Professor Robson in an attempt to calm the wave of annoyance of the non-Go8 sector said of the Bradley Review: "This is a chance for the Government to address the immediate concerns and then for us to have a policy debate on the shape of the tertiary education system in the future." He went on to say that while there were flaws in the review in terms of how a system would develop, he wanted a new taskforce or working group to examine how best to boost participation.

 

For his part  Universities Australia's chief executive Glenn Withers told The Australian's Andrew Trounson: "Matters of difference can be worked out over time or are second or third order concerns. No differences are such show-stoppers that they need prevent (us from) moving now.," while La Trobe University vice-chancellor Paul Johnson gave the Go8 a backhander with some resonance: "If the Go8 are as good as they say, they will benefit enormously. But that should be resolved through evaluation and evidence, not rhetoric about mediocrity."

 

The squabble has now gained the attention of The Times Higher Education Supplement. John Gill concluded his report with: "Like other Group of Eight leaders, Professor [Fred] Hilmer [vice-chancellor of the University of New South Wales] is said to be "bristling" at what is seen as the review's attempt to deconcentrate research.

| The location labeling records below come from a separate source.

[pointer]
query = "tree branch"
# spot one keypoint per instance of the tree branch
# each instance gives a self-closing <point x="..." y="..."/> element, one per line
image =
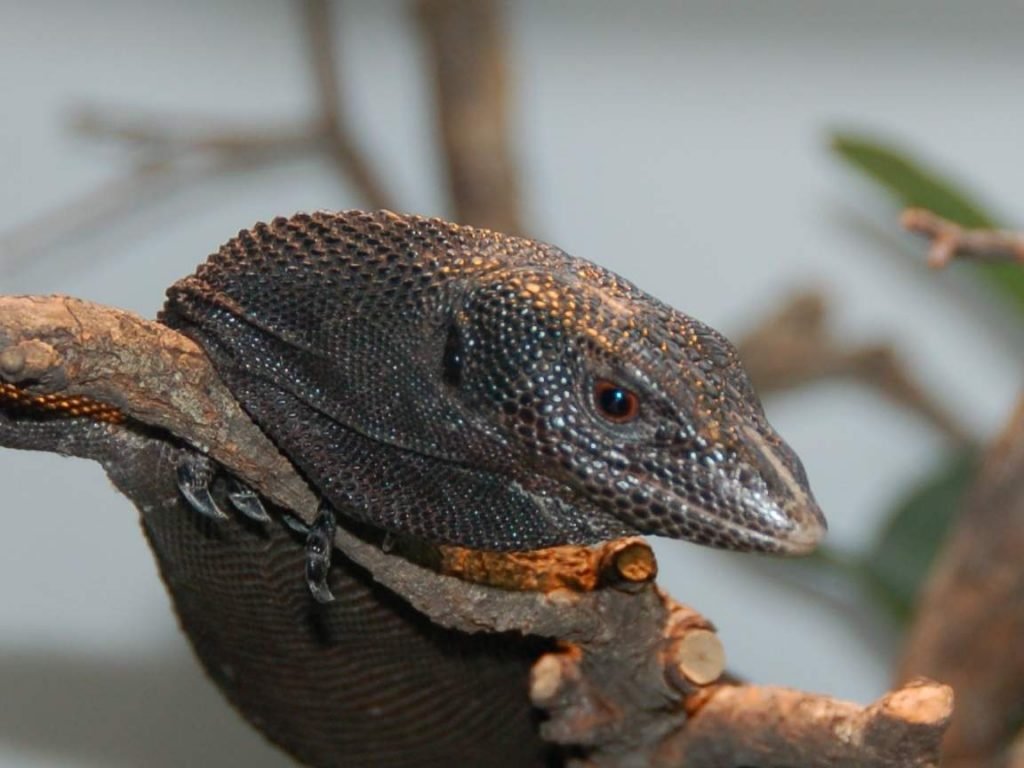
<point x="466" y="50"/>
<point x="632" y="682"/>
<point x="970" y="622"/>
<point x="950" y="240"/>
<point x="347" y="156"/>
<point x="794" y="346"/>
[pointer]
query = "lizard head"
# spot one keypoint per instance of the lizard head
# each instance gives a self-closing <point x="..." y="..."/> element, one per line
<point x="631" y="407"/>
<point x="489" y="391"/>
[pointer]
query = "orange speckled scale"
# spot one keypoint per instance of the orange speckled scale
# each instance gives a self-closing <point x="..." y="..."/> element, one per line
<point x="12" y="396"/>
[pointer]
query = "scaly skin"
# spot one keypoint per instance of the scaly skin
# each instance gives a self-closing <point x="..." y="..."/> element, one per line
<point x="445" y="382"/>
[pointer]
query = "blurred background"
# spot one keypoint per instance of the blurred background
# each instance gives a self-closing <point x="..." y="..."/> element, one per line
<point x="710" y="152"/>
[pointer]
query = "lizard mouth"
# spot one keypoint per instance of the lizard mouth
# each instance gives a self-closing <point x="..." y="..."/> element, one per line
<point x="757" y="502"/>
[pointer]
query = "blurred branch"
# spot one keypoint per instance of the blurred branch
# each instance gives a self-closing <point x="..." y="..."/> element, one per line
<point x="794" y="347"/>
<point x="950" y="240"/>
<point x="632" y="681"/>
<point x="970" y="625"/>
<point x="172" y="153"/>
<point x="348" y="157"/>
<point x="466" y="46"/>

Australian concerns echo those of the Russell Group, as leading research-intensive universities in England await next month's quality-related research funding allocations.

 

As matters stand, Australia's federal Labor government is keen to micromanage the tertiary education sector, with Senator Carr leading the pack, while the Go8 appear not  to be prepared to let research funding be allocated on the basis of the "Robson Principle" that  Excellence should be funded wherever it occurs.

 

Indeed from subsequent comments professor Robson seems prepared to modify his view to Excellence should be fully funded wherever it occurs.

 

Unfortunately what will probably be more of a deciding factor will be the milieu of the global financial meltdown and how the government wants to be perceived  as behaving prudently. Investing in the tertiary sector as providing for the nation's future may not be seen as a politically sound strategy.